Periplo por la memoria

El acto de Sartaguda era nuestra excusa para reencontrarnos con la memoria familiar, con los presentes y los ausentes. Un lugar donde volver a erigir las viejas enseñas de la solidaridad republicana: socialista, anarquista, comunista y abertzale

Viajero del tiempo, transito hasta un valle escondido en los confines de la memoria, muy cerca de la marca sur de Euskal Herria, allá en Tierra Estella. Una pequeña foz que se llama Berrueta, en donde el Guardián de Congosto otea el suave serpenteo del Odrón. Un lugar de piedras mágicas por entre las que jugué veranos libres de mozalbete, observado desde lo alto por la atenta mirada de Gregorio de Ostia. Ahora es de noche y los canalillos se desbordan cubriendo las calles con un fino barniz de agua. El repiqueteo de la lluvia susurra insistente un hechizo que se filtra por los muros rojos de adobe: «Mues, muesaja, en cada casa una raja, y en casa del alcalde la más grande, en casa del cura la más oscura».

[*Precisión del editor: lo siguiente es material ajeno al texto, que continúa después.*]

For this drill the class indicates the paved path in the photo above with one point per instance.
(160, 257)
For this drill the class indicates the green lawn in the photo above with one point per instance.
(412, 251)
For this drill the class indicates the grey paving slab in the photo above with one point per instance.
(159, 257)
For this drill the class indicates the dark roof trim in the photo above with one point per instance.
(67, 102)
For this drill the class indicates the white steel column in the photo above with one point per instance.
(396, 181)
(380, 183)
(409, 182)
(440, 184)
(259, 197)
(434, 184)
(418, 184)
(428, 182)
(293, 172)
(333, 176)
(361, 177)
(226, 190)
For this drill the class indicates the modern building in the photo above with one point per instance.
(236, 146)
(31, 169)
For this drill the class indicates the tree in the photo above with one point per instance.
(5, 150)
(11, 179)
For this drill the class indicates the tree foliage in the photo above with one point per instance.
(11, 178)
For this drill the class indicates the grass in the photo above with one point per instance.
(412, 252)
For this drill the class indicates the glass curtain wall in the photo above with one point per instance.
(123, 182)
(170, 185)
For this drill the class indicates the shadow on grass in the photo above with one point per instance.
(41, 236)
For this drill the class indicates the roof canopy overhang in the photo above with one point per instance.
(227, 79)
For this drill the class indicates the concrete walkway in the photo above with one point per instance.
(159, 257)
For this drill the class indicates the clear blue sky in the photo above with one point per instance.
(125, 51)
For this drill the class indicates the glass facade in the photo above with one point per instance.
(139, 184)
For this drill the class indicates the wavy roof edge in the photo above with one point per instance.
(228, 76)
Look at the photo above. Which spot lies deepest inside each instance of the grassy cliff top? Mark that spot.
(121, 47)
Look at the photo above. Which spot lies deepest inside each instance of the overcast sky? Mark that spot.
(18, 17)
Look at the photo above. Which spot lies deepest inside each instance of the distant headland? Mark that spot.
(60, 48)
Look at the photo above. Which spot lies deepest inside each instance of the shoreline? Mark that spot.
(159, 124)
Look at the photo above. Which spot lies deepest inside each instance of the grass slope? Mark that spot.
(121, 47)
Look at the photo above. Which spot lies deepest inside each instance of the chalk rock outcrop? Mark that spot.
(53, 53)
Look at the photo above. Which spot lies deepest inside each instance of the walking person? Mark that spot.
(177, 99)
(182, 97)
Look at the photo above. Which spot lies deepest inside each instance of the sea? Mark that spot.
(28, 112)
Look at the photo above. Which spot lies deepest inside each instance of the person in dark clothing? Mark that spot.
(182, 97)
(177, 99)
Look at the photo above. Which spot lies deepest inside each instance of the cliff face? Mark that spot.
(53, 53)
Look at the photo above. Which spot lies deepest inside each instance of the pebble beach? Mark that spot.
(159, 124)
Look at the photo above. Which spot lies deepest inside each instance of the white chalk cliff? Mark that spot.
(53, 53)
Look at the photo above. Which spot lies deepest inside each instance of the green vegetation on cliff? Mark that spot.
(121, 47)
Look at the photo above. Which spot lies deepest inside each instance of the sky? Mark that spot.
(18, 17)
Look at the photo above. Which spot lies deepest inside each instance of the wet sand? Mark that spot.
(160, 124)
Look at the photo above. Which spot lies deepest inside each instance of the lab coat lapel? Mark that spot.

Día siguiente. Rumbo hacia el Ebro. Tenemos una cita con la historia. Cruzamos el Camino de Santiago por Los Arcos y miramos de reojo su precioso pórtico plateresco. «Nigra sun sed Formosa»; sus ojos almendrados sonríen nuestro paso peregrino. Dejamos Sesma a la izquierda y antes de llegar a Lodosa un gran atasco nos detiene al lado de dos cruces con flores que nos advierten, desde la cuneta, de las palabras del General Mola: «Se tendrá en cuenta que la acción ha de ser en extremo violenta, para reducir lo antes posible al enemigo». Hay tonos verdes que no cambian. Desatado el nudo, los forales nos desvían por entre el acueducto romano y la medieval Torre de Rada. El gentío ha colapsado la entrada oeste a Sartaguda. Aparcamos entre melocotonares y pasamos sobre el encabritado Ebro. Nunca había visto llover tanto en esta parte del mundo. En la colina se yergue el pueblo de las viudas.

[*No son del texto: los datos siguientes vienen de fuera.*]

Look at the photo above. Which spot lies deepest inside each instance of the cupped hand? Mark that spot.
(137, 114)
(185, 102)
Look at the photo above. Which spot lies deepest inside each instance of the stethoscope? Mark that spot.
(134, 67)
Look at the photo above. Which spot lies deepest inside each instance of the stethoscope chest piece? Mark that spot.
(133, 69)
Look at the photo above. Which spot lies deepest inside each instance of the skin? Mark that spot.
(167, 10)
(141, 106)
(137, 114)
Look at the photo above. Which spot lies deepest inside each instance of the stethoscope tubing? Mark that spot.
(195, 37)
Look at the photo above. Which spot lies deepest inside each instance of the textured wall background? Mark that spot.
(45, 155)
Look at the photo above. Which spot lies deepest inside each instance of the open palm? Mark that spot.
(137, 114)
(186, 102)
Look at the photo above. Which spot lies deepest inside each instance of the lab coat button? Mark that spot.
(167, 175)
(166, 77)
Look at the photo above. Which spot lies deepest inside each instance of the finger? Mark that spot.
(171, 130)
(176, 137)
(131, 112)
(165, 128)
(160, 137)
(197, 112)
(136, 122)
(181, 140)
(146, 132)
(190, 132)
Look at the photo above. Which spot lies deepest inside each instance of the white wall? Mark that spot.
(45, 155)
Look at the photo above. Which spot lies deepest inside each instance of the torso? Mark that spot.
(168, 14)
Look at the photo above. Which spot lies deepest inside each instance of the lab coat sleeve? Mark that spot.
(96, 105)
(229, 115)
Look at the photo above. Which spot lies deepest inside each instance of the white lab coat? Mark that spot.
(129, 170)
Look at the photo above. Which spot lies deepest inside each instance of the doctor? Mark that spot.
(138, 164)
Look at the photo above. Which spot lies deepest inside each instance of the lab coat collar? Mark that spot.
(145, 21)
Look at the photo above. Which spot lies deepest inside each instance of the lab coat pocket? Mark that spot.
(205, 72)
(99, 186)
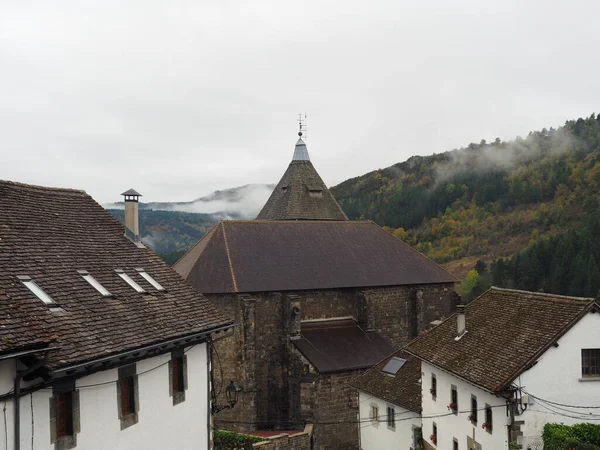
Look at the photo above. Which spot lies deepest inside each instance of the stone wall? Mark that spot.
(336, 416)
(297, 441)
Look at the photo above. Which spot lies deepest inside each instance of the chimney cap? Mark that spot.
(132, 192)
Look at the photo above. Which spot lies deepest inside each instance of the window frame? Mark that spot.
(590, 361)
(433, 389)
(391, 417)
(128, 405)
(473, 417)
(64, 425)
(453, 406)
(374, 413)
(178, 377)
(488, 425)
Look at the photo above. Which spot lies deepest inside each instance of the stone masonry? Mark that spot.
(280, 388)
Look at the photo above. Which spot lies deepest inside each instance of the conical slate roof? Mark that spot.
(301, 194)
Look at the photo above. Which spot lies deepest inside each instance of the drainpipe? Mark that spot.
(17, 388)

Una gran escultura asoma como un monolito sobre el Parque de la Memoria. Banderas rojas, amarillas y moradas e ikurriñas tiñen de república un círculo cortado por un muro negro, donde reposan las señas de los asesinados. Es un día triste en el que las lágrimas afloran, mientras dedos familiares recorren cada una de las letras que componen los nombres de los 3.240 fusilados navarros en una guerra, de expurgación y codicia, sin frente. «La Internacional» suena en la fanfarre y nos desparramamos, como un torrente bajo la tupida lluvia, por todas las direcciones del antiguo reino. El acto de Sartaguda era nuestra excusa para reencontrarnos con la memoria familiar, con los presentes y los ausentes. Un lugar donde volver a erigir las viejas enseñas de la solidaridad republicana: socialista, anarquista, comunista y abertzale.

Hora de volver. Atrás dejamos la Sierra de Codés, Cábrega y las Peñas de Murillo bajo el imponente barroco de San Gregorio. Pasamos por el enclave estratégico de Monjardín, que defiende Lizarra. Miramos silenciosos como se recorta agazapado en Ezkaba el fuerte San Cristóbal: Gubernativos y paseíllos sin juicio en una ladera rellena de osarios... Y una fuga. Divisoria de aguas Dos Hermanas. Leizaran nos desciende hasta la Zurriola y en la Avenida de Navarra me asalta lejana la visión del busto del Coronel de Los Cuarenta con un bote de pintura en la cabeza. Al fondo, en Ulia, bajo la Atalaya del Ballenero, Aranzadi señala lo común de otra tumba. Los fantasmas de nuestros muertos nos recuerdan que este país, tan lleno de fosas sin nombre, se merece algo mejor.